Hinzu kommt, dass ein Austritt Italiens aus dem der Währungsgemeinschaft oder auch nur die Drohung, Schulden nicht mehr zu begleichen, eine Kettenreaktion nach sich ziehen würde. Griechenland, Spanien und Portugal gelang es in den vergangenen Jahren unter großen Mühen, wieder Zugang zu den internationalen Kreditmärkten zu erhalten. Wer würde diesen Ländern noch einen ­müden Euro leihen, wenn selbst eine der größten Nationalökonomien ­Europas ihre Schulden nicht mehr begleichen kann? »Wenn Italien nicht mehr zahlt, kann das Europa in die Zerschlagung treiben«, meinte vergan­gene Woche Ferdinand Fichtner, Konjunkturexperte am Deutschen Institut für Wirtschaft (DIW).

Italien benötigt also eine Lösung für sein gigantisches Schuldenproblem, unabhängig davon, wer nun die Regierung stellen wird.
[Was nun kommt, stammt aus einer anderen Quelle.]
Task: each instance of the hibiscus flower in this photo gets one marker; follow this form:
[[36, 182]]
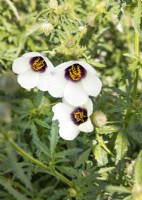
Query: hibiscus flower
[[33, 70], [75, 81], [72, 119]]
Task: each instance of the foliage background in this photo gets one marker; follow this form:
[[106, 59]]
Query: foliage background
[[34, 162]]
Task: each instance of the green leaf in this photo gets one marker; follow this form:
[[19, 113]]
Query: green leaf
[[42, 123], [121, 146], [119, 189], [8, 186], [138, 169], [108, 129], [54, 137], [96, 64], [137, 16], [136, 135], [82, 158], [41, 147], [100, 155], [18, 169]]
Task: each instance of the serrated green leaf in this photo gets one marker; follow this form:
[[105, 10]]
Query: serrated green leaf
[[100, 155], [119, 189], [54, 137], [136, 135], [137, 16], [138, 169], [96, 64], [83, 157], [108, 129], [68, 152], [42, 123], [18, 169], [8, 186], [121, 146], [38, 143], [130, 55]]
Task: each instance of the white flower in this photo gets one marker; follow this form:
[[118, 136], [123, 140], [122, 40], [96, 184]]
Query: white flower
[[72, 119], [75, 81], [33, 70]]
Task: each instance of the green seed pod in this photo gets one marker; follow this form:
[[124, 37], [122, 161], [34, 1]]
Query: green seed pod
[[8, 83], [5, 112], [72, 192], [137, 192], [27, 104], [99, 119], [47, 28]]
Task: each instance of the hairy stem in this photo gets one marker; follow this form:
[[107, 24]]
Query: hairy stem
[[134, 92]]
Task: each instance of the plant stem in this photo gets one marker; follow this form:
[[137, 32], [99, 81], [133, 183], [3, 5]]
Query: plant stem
[[134, 92], [40, 164], [14, 9]]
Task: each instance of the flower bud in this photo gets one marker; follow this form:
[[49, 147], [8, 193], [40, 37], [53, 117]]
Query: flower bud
[[53, 4], [99, 119], [137, 104], [91, 20], [5, 112], [69, 41], [72, 192], [137, 192], [8, 83], [47, 28], [27, 104]]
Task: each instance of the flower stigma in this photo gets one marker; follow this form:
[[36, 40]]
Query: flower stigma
[[38, 63], [75, 72], [79, 116]]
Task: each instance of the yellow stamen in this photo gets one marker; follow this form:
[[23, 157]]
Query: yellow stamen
[[75, 73], [38, 64], [79, 116]]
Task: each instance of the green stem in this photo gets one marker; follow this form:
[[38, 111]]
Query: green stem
[[40, 164], [134, 92], [14, 9]]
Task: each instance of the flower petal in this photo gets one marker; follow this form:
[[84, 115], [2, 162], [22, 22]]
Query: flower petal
[[28, 79], [31, 54], [92, 84], [43, 80], [68, 131], [61, 112], [89, 107], [57, 84], [21, 65], [74, 94], [86, 126]]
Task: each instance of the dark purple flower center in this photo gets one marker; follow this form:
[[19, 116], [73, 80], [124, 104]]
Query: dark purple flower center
[[38, 64], [79, 116], [75, 72]]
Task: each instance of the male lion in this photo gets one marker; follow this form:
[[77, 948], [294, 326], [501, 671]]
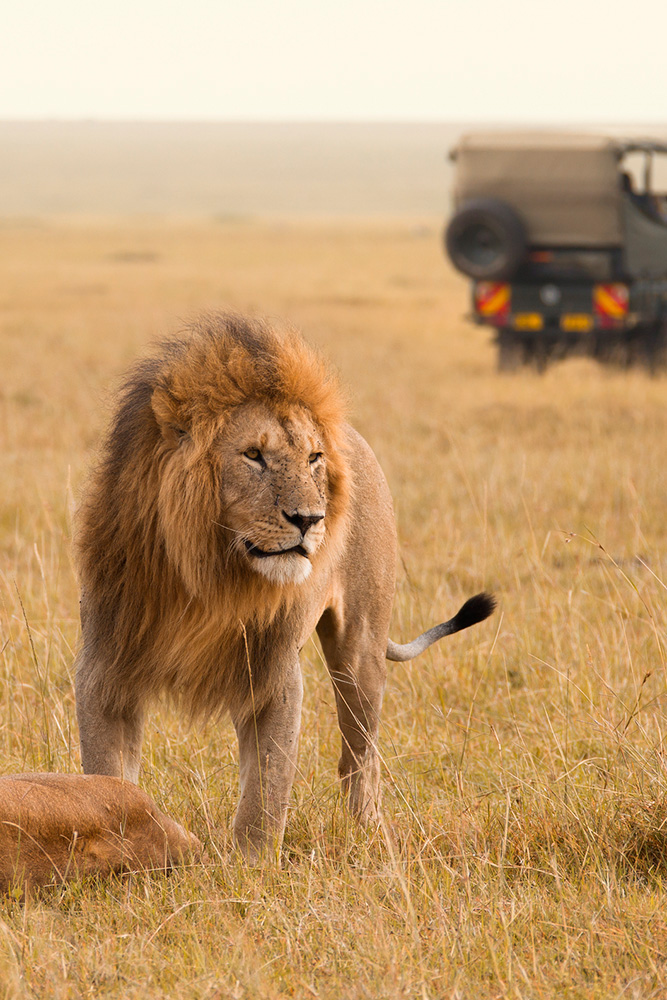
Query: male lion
[[233, 512]]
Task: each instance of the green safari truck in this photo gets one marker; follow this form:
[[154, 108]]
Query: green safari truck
[[565, 241]]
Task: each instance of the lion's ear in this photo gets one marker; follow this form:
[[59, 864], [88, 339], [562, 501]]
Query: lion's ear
[[171, 421]]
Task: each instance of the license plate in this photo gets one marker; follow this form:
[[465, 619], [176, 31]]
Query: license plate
[[528, 321], [576, 322]]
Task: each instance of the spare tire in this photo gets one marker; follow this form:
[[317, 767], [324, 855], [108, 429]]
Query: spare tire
[[486, 239]]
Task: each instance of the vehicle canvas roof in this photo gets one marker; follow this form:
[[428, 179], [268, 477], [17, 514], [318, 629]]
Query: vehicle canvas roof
[[565, 186]]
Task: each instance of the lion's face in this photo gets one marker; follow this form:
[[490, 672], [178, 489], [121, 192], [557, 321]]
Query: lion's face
[[274, 490]]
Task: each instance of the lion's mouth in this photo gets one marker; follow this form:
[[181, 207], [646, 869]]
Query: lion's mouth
[[254, 550]]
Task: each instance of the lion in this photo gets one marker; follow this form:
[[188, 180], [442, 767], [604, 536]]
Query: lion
[[55, 827], [233, 512]]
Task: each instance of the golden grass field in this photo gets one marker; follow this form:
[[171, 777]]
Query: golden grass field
[[524, 762]]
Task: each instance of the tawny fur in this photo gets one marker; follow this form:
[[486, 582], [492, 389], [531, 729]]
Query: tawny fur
[[232, 513], [163, 587], [55, 827]]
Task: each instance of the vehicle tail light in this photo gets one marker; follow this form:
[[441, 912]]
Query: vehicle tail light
[[610, 304], [493, 300]]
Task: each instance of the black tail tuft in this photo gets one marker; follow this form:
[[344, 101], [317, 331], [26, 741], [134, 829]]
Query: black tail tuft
[[475, 609]]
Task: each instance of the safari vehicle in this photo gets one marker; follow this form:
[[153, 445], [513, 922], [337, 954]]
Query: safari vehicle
[[567, 250]]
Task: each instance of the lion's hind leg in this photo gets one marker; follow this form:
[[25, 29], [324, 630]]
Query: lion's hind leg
[[356, 662], [268, 746]]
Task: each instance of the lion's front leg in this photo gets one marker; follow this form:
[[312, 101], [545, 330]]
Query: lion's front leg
[[110, 742], [268, 744]]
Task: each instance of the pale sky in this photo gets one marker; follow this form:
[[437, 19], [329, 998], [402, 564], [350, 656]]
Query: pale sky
[[536, 61]]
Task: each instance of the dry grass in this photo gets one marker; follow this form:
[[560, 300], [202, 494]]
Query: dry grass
[[524, 777]]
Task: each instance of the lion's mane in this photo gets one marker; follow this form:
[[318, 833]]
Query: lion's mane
[[166, 604]]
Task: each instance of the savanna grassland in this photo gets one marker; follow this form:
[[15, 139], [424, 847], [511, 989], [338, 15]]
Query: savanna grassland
[[525, 849]]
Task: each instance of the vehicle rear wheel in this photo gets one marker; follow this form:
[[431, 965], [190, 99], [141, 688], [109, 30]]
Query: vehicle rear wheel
[[486, 240]]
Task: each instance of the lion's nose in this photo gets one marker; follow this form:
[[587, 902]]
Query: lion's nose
[[302, 521]]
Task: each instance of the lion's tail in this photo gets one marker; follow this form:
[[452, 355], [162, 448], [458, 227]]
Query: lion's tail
[[475, 609]]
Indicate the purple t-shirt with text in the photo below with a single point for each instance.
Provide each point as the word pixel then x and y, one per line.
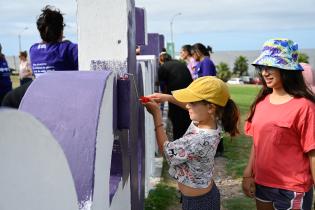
pixel 60 56
pixel 5 81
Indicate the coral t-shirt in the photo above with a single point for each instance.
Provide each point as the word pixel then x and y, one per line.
pixel 283 134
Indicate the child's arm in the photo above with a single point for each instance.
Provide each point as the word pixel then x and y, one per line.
pixel 160 98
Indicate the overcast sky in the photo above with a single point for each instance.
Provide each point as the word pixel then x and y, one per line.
pixel 222 24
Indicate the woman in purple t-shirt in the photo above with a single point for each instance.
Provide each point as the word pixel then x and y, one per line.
pixel 52 54
pixel 205 67
pixel 5 81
Damit wiederholt sich die Debatte, die bereits vor einem Jahrzehnt die Schuldenkrise bestimmte, wenn auch unter anderen Vorzeichen. Damals versuchte der linke griechische Finanzminister Yanis Varoufakis erfolglos, einen Schuldenschnitt gegen seinen konservativen deutschen Amtskollegen Wolfgang Schäuble durchzusetzen. Im Falle seines Scheiterns prognostizierte Varoufakis ein Erstarken der extremen Rechten in Europa. An Schäubles Stelle sitzt mittlerweile der ­Sozialdemokrat Olaf Scholz, aber mit demselben Programm.

In Europa gilt inzwischen der italienische Wirtschaftswissenschaftler und Politiker Paolo Savona als größter Euro-Schreck. An Savonas Nominierung als Finanzminister scheiterte zunächst die Regierungsbildung zwischen Lega und M5S, Staatspräsident Sergio Mattarella verweigerte die ­Ernennung. Nun soll Savona sich stattdessen als Minister um europäische Angelegenheiten kümmern. Er propagiert ein wahrlich düsteres Szenario: Als Alternative zur Gemeinschaftswährung schwebt ihm ein Binnenmarkt unabhängiger Nationen vor – das »Europa der Nationen« rechter bis rechts­extremer Provenienz.